В этот раз я не взял ни конвоя, ни проводника. Выехав из ворот, я предоставил Претли (так назвал я лошадку) идти куда ей угодно, в надежде, что она привезет меня куда-нибудь, где часто бывает ее госпожа. Претли сразу же пошла в гору по тропинке, которая вывела нас в долину, где с шумом катился поток, осененный гранатовыми деревьями и олеандрами. Склоны долины были покрыты тутовыми и померанцевыми деревьями и диким виноградом, а по сторонам дороги росло прелестное деревце, которое ботаники называют альхаги, я думал прежде, что его нигде нет, кроме как в Персии. Что касается скал, которые местами выставляли свои голые вершины из этой массы зелени, то они принадлежали к самым красивым геологическим породам: тут были блестящий слюдянистый сланец, белый и розовый полевой шпат, зеленый амфиболит и прекрасные образчики эвфотида. Все это пересекалось жилками железной руды, вероятно, такой же, какую древние добывали на Спросе и в Гиаре. Эта дорога вела в грот, вырытый природой и испещренный мхами и травами. Дойдя до грота, Претли остановилась, и я понял, что ее хозяйка частенько тут бывает. Я соскочил с лошади и хотел привязать ее к дереву, но она начала рваться, и я догадался, что избалованная Претли привыкла в таких случаях пастись на свободе. Я разнуздал ее и вошел в грот. Там лежала забытая книга «I Sepolcri» Уго-Фосколо.

Я не могу выразить, как обрадовала меня такая находка. Эта книга, которая только что вышла в Венеции, без сомнения, принадлежала моей соседке, значит, она знает итальянский и, следовательно, когда мы увидимся с ней, если только мы когда-нибудь увидимся, у нас найдется общий язык, на котором мы можем разговаривать. Впрочем, «I Sepolcri» была и для грека книгой национальной, потому что автор родился на Корфу, и сетования его о памятниках могли относиться к унижению Греции точно так же, как и к падению Италии.

Я пробыл с час в этом гроте, то прочитывая несколько стихов вдохновенного поэта, то любуясь морем, которое, подобно синему озеру, было испещрено белыми парусами, то посматривая на пастуха, который, опершись на суковатую палку, выглядел как идиллический пастушок и наблюдал за своим стадом, бродившим по противоположному склону горы. Но что бы ни привлекало мои взоры, на чем бы ни останавливалась моя мысль, а сердце мое устремлялось к хорошенькой ручке, которая и загоняла горлиц.

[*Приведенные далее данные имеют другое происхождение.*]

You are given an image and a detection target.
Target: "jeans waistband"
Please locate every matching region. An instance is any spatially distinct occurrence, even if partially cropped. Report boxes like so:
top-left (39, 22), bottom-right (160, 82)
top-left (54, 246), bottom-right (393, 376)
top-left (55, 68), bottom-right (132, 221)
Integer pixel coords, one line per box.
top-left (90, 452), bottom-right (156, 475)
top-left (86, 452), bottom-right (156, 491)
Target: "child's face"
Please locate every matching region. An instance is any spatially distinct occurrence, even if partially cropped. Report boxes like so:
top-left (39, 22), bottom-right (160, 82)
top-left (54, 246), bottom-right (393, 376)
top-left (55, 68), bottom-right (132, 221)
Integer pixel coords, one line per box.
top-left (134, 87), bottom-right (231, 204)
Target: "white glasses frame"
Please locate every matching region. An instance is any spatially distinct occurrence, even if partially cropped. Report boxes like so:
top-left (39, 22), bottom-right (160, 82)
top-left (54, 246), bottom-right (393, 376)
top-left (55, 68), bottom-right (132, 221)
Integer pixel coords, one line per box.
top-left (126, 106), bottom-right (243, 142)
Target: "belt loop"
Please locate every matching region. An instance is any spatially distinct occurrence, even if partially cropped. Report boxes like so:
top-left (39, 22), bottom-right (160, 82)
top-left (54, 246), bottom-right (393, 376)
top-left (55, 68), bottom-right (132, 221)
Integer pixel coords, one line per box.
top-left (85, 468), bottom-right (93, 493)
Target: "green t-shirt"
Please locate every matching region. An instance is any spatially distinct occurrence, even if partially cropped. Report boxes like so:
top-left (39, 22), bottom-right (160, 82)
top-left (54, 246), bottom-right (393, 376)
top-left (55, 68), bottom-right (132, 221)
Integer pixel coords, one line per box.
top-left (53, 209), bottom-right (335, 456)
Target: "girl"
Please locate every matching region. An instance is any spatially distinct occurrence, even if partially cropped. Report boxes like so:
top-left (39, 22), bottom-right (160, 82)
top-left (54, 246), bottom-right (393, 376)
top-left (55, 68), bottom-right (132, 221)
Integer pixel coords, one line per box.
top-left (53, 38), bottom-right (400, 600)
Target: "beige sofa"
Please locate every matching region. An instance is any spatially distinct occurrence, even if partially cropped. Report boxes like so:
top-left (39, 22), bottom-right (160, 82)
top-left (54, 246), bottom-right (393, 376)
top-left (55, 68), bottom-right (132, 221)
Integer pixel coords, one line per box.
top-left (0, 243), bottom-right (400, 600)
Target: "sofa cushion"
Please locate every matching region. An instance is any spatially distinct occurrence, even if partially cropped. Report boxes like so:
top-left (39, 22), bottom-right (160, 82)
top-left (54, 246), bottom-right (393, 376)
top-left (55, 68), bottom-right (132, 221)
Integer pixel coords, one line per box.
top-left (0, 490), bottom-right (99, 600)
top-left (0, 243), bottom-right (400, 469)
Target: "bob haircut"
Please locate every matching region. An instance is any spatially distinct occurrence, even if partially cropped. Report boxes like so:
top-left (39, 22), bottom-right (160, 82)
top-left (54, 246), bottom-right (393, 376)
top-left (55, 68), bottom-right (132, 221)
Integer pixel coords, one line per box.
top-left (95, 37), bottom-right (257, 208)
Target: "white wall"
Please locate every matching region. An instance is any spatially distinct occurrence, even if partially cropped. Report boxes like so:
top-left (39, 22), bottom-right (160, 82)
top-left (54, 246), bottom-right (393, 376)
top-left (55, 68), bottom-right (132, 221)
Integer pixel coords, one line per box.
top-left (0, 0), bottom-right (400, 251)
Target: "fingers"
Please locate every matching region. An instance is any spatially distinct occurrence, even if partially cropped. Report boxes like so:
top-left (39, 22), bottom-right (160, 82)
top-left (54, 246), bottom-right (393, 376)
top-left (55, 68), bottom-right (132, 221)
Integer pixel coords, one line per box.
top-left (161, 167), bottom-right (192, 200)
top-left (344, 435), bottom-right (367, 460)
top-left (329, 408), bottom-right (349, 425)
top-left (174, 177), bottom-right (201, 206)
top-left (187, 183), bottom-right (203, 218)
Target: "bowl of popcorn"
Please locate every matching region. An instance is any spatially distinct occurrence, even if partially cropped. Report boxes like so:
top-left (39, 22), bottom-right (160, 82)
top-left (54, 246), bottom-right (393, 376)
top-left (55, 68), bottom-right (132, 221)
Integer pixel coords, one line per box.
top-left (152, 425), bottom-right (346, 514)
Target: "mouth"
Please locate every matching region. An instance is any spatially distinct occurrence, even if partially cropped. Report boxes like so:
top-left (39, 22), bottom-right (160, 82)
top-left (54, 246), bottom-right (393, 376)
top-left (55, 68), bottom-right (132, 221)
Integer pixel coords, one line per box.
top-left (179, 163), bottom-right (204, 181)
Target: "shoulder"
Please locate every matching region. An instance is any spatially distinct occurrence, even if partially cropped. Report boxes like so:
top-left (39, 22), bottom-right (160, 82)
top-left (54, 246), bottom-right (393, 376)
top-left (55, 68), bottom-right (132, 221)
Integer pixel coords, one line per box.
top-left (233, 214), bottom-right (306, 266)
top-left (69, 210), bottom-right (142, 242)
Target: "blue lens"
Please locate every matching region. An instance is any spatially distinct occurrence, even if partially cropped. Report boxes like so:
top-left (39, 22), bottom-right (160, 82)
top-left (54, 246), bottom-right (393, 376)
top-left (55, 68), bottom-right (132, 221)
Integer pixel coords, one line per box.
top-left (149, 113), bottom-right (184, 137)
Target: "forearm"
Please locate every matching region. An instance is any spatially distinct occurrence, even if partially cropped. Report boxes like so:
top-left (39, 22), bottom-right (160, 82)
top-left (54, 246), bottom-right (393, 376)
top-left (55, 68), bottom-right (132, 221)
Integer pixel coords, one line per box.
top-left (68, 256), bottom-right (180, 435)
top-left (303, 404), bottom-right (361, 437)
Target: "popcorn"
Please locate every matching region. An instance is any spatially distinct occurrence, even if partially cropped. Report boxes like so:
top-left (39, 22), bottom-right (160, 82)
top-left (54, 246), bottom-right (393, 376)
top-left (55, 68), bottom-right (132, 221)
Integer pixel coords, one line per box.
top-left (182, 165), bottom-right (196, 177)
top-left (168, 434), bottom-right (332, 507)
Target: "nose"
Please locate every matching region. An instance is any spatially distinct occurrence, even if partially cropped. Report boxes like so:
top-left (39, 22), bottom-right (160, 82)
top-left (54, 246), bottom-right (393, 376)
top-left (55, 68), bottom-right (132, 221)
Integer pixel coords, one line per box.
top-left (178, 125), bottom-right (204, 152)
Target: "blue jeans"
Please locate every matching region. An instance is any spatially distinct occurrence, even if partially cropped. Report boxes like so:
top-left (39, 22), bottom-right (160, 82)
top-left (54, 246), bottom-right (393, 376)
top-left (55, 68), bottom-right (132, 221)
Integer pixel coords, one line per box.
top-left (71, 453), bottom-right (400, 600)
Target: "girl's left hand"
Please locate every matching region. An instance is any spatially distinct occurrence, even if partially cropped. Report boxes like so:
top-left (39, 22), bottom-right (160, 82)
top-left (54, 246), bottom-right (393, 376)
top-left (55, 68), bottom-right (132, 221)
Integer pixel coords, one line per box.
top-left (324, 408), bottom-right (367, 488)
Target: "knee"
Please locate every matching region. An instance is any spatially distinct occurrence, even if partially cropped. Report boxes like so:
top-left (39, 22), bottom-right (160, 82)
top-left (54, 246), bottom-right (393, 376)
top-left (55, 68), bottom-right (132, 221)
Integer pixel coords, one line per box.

Наконец я спрятал книгу за пазуху и свистнул, чтобы позвать Претли, как делал конюх. Как будто из благодарности за доверие, которое я оказал ей, она сразу же подбежала и протянула голову, чтобы я взнуздал ее. Часа через два она уже была в своем стойле, а я – у окна, где провел целый день, за исключением только времени обеда, который показался мне ужасно длинным, но жестокая соседка ни малейшим знаком не обличала своего существования.